The Picture of Dorian Gray has three characters. In the novel, Wilde presents us with three personalities, all of whom bare some resemblance with him. They are Lord Wotton, Dorian and Basil. The making of Dorian Gray’s character was aimed at examining the interaction of aesthetics and ethics. Dorian, an incredibly handsome young man, is so taken with his looks and youth that he wishes that a portrait of him should age in his stead while he loses no aesthetic value. Dorian eventually becomes a thoroughgoing hedonist whose only goal in life is the achievement of sensual pleasure.
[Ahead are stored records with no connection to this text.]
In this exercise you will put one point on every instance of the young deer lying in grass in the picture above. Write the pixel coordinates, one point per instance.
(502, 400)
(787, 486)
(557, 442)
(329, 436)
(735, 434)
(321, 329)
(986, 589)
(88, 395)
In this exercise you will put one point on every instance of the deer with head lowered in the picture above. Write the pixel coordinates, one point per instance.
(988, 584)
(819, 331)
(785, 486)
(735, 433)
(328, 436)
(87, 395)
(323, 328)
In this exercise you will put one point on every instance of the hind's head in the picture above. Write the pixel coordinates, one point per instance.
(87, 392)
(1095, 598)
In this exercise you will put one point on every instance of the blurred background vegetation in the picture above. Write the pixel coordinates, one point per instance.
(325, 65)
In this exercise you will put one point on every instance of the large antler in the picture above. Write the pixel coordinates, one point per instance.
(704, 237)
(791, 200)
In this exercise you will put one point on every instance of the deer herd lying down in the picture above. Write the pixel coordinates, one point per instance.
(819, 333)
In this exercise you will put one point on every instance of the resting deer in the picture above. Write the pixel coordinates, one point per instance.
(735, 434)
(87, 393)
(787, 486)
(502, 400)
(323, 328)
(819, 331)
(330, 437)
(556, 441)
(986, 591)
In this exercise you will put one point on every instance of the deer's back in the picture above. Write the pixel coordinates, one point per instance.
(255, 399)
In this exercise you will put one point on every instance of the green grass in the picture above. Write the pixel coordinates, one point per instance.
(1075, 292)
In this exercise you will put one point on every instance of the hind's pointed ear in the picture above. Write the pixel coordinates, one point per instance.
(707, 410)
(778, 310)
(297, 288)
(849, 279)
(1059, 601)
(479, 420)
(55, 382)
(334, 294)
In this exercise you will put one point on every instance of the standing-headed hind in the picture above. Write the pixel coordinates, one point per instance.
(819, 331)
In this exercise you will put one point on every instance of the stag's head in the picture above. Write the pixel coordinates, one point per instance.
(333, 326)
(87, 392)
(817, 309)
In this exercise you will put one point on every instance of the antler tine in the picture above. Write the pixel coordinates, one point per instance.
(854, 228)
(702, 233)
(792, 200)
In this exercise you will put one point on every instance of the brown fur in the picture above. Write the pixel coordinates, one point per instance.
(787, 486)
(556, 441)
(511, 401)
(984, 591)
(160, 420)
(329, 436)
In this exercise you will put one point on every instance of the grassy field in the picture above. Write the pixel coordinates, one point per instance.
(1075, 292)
Wilde uses the character of Dorian as a symbol of his ideas regarding the interaction of art and ethics. Gray’s physical aesthetic qualities, while so close to the ideal as to be considered sublime, nonetheless have no relationship at all with the decadent individual underneath. Art, just like Dorian, has the capacity of being appreciated while absolutely no attention is paid to morals.
In its preface, the attitudes inherent in the novel are to be found. In it, assertions are made as to the inability of moral judgments to be made on works of literature. Works of art, of which literature is part, are inherently beautiful. Literary criticism can, therefore, only be made based on the aesthetic value of the work in question. This is because works of literature are mirror images of society. As such, they are vulnerable to the corrupting nature of society. It, therefore, should never be a writer’s task to prove an ethical point; and for a critic to find ugliness in a work of literature would be to miss the point completely.